NVIDIA Blackwell Ultra: MLPerf Records & the Marvell Optical Interconnect Deal

NVIDIA has once again redefined the ceiling of AI performance with the release of the Blackwell Ultra (B300) benchmarks in the latest MLPerf Training v6.0 suite. The B300 has shattered every existing record, particularly on the DeepSeek-R1 reasoning model, showing a staggering 2.7x performance gain over the original Blackwell (B200) launched just a year ago. This leap is attributed to the new FP4 Precision Engine and a massive architectural pivot toward optical networking.

In a move that solidifies its dominance over the data center, NVIDIA also announced a $2 billion strategic alliance with Marvell. This deal focuses on integrating Marvell's optical interconnect technology directly into the NVLink-6 fabric. This isn't just a hardware refresh; it's a fundamental shift from copper to photons, aiming to eliminate the I/O bottleneck that has plagued trillion-parameter model training.

MLPerf Breakdown: The FP4 Revolution

The headline story of the MLPerf results is the effectiveness of FP4 (4-bit Floating Point) precision. Previously thought to be too low-fidelity for complex reasoning, NVIDIA's Quasar-4 Quantization algorithm allows the Blackwell Ultra to maintain 99.9% accuracy on DeepSeek-R1 while doubling the throughput compared to FP8. This is a game-changer for Inference-Time Compute, where the cost of tokens is the primary constraint.

In the Llama 3.5 (400B) training benchmark, a cluster of 32,768 Blackwell Ultra GPUs completed the training run in record time, achieving a **Model FLOPs Utilization (MFU)** of 68%. This is unheard of at this scale and is largely due to the improved HBM4 memory bandwidth, which now hits a peak of 8.5 TB/s per GPU. The "Ultra" branding is well-earned, as the thermal management system has also been redesigned to support a 1200W TDP per socket.

Blackwell Ultra (B300) Specs

Transistors: 416 Billion (Dual-Die)
FP4 Performance: 40 PetaFLOPS
HBM4 Capacity: 288GB
Interconnect: 2.4 Tbps NVLink-6 (Optical Ready)

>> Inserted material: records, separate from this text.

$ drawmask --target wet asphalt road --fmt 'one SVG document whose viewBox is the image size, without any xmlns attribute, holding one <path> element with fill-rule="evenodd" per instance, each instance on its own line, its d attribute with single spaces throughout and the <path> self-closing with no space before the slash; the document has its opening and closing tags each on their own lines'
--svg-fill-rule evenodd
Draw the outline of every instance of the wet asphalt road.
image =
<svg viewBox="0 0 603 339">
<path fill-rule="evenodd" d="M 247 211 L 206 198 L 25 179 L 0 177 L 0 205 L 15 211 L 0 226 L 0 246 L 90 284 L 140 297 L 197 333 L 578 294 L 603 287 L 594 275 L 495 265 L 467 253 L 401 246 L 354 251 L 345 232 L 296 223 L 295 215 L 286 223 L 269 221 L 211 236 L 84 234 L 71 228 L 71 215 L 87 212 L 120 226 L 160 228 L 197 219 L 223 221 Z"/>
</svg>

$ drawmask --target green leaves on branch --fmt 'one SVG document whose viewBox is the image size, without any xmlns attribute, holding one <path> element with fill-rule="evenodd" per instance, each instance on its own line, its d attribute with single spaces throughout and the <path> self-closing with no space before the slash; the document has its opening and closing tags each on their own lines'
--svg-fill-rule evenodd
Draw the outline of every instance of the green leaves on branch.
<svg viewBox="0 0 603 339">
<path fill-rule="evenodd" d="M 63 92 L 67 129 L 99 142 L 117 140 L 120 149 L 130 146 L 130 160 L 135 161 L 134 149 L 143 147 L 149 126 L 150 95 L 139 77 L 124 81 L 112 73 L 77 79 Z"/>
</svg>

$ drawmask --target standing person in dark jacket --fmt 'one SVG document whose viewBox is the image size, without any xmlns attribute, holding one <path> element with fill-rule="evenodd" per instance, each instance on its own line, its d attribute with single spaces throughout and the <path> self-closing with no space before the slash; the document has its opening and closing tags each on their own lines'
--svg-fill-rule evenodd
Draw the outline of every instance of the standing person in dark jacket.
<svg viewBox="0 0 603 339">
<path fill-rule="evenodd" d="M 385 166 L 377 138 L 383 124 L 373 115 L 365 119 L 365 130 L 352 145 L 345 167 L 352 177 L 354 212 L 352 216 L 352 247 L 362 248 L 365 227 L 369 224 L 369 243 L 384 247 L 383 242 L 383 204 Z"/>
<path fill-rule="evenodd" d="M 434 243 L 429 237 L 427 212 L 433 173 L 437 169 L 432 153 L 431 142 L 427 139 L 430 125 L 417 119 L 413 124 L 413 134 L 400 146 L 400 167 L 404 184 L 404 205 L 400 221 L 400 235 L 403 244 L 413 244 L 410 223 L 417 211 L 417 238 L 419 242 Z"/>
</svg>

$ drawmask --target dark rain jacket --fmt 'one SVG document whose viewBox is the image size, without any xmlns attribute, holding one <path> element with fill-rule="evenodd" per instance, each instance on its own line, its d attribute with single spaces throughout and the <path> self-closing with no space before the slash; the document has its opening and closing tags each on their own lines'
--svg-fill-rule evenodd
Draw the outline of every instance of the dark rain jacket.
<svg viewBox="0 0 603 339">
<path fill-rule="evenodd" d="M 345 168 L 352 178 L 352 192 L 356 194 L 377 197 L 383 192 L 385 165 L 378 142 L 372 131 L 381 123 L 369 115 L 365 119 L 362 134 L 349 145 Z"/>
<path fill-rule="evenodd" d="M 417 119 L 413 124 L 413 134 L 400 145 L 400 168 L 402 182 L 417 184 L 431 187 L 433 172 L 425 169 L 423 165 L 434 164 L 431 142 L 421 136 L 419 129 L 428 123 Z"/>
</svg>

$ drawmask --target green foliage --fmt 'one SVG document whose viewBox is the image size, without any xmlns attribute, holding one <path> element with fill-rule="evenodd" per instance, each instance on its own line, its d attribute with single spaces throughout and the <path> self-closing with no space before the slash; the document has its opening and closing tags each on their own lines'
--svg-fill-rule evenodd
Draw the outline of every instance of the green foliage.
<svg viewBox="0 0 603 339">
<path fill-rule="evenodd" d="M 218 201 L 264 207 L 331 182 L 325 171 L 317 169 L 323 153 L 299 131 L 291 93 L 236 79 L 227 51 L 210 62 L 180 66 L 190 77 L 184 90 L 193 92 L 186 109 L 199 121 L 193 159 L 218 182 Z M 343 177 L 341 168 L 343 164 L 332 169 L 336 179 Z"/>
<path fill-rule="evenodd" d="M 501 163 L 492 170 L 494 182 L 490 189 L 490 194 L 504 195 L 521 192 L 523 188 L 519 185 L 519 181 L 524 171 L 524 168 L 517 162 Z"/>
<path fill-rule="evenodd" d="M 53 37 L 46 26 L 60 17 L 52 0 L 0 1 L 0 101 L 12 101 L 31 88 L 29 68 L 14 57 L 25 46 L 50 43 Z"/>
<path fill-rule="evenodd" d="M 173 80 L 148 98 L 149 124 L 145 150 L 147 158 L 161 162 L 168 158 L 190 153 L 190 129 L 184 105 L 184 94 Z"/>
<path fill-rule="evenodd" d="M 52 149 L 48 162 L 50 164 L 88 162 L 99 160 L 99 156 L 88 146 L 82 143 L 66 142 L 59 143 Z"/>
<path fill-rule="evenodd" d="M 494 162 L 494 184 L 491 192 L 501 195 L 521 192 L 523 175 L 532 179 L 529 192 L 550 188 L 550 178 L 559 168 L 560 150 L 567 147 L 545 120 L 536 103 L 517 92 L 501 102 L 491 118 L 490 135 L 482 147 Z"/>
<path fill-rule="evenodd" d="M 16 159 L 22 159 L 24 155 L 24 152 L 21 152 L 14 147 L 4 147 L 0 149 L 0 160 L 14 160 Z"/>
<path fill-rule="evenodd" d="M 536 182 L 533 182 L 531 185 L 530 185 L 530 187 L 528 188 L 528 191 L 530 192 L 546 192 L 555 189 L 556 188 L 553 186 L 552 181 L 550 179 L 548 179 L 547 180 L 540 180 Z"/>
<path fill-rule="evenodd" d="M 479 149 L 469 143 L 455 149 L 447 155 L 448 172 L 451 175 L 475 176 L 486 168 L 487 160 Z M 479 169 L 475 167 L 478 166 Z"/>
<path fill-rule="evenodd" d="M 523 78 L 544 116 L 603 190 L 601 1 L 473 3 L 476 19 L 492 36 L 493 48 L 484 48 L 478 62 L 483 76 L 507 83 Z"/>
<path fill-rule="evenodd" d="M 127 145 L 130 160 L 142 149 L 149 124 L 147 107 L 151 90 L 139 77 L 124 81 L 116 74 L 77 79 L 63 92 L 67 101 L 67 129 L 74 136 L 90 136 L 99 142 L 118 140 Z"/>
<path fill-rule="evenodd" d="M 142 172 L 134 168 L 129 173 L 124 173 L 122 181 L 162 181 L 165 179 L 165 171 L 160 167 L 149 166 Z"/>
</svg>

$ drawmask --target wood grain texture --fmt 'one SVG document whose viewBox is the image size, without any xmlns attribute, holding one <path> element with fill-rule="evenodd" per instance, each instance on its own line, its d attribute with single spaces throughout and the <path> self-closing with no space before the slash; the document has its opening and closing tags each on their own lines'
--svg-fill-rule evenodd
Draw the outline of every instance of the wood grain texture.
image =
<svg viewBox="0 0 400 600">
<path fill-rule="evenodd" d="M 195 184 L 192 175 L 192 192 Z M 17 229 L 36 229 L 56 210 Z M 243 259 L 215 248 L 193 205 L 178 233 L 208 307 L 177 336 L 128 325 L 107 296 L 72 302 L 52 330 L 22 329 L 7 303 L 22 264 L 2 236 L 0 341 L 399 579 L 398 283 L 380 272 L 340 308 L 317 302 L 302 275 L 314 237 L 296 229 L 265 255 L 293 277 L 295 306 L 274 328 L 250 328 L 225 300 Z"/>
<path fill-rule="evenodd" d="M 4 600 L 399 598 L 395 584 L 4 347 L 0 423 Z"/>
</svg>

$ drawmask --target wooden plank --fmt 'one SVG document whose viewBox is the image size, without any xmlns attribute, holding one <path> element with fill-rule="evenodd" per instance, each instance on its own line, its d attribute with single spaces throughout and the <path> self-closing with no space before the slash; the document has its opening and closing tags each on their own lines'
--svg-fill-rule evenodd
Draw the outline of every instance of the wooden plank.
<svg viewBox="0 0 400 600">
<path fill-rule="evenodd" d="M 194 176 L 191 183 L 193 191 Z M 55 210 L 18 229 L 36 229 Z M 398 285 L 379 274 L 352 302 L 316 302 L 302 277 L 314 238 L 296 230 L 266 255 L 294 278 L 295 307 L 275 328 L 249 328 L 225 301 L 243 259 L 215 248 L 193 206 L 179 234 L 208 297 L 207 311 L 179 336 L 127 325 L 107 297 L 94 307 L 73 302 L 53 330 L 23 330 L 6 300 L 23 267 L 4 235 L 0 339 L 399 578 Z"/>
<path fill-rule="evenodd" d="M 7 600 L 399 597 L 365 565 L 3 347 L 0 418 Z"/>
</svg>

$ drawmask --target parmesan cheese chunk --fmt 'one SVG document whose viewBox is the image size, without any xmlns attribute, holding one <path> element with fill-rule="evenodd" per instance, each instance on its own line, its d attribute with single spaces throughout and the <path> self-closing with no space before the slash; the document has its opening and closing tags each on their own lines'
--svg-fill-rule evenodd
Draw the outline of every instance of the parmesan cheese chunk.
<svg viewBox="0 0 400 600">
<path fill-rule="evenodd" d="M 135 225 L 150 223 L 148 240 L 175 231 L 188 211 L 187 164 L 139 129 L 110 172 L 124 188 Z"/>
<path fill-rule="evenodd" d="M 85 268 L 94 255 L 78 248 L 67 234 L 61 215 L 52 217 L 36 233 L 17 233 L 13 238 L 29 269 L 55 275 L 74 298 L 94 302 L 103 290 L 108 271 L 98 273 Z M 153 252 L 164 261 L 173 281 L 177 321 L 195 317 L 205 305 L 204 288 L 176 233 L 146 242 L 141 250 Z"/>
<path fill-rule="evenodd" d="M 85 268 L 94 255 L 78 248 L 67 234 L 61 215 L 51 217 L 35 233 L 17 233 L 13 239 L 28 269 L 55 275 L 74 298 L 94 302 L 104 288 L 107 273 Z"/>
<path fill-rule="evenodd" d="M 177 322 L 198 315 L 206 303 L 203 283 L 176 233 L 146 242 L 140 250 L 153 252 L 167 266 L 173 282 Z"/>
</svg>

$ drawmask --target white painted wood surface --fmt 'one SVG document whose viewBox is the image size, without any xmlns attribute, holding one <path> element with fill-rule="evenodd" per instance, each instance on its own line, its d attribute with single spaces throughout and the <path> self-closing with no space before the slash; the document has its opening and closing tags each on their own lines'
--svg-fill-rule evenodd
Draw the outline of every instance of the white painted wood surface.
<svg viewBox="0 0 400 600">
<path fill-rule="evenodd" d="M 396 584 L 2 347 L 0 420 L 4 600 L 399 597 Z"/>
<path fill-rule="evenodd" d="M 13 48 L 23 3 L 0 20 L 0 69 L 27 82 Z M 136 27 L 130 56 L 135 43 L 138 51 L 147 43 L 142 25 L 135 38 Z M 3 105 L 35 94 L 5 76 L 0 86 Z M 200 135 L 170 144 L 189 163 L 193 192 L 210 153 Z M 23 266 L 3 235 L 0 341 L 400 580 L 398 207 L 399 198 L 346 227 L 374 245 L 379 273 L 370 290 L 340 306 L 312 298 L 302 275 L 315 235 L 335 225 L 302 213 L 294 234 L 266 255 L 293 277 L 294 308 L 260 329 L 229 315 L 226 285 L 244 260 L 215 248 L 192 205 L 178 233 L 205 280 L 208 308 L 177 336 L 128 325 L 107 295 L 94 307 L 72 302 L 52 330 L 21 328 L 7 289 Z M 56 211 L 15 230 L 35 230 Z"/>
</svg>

The Marvell Deal: Lighting Up the AI Fabric

The bottleneck for the next generation of AI "factories" is no longer the GPU itself, but the connectivity between racks. Copper cables are reaching their physical limits in terms of distance and signal integrity. The **NVIDIA-Marvell alliance** aims to solve this by moving the optical transceivers onto the GPU package itself. This Silicon Photonics approach reduces latency by 40% and power consumption by 30%.

Marvell's Tenebris optical DSPs will be used to drive the new **1.6T and 3.2T optical links** that will debut with the **Vera Rubin** architecture in 2027. By securing this deal now, NVIDIA is effectively locking out competitors like AMD and Intel from the highest-performance optical interconnect supply chain for the next 24 months. This is a strategic "moat-building" exercise at the hardware layer.

DeepSeek-R1 Optimization: The New Benchmark

The choice of DeepSeek-R1 as a primary MLPerf target is a nod to the growing importance of Reasoning-as-a-Service. Unlike standard LLMs, reasoning models require high **KV-cache** performance and frequent synchronization across the GPU cluster. The Blackwell Ultra's **Confidential Computing** engine allows for these large-scale syncs to happen securely, a requirement for the enterprise customers NVIDIA is targeting.

With the B300, NVIDIA is also launching the NV-Reasoner SDK, a set of libraries optimized for Monte Carlo Tree Search (MCTS) and other "thinking" algorithms. By co-designing the hardware and the reasoning libraries, NVIDIA ensures that any developer building on Blackwell Ultra gets a "turn-key" performance advantage that is nearly impossible to replicate on generic hardware.

Technical Insight: FP4 vs. FP8

Is FP4 the new gold standard for inference? Read our deep dive into Quantization Scaling Laws to understand why NVIDIA is betting the future of Blackwell on 4-bit math.

Read the Benchmarks →

Conclusion: The Infrastructure Lead Widens

The NVIDIA Blackwell Ultra is more than just a spec-bump; it is the first "optical-era" GPU. By shattering MLPerf records and securing the Marvell optical deal, NVIDIA has ensured that the road to Artificial General Intelligence continues to run through their silicon. The 2.7x gain on DeepSeek-R1 proves that architectural innovation is still far from the point of diminishing returns.

As we look toward the 2027 launch of Vera Rubin, the Blackwell Ultra serves as the perfect bridge, bringing **Silicon Photonics** and **FP4 math** into the mainstream. For the data center operators and AI labs, the message is clear: if you want to train the world's most intelligent models, there is only one choice.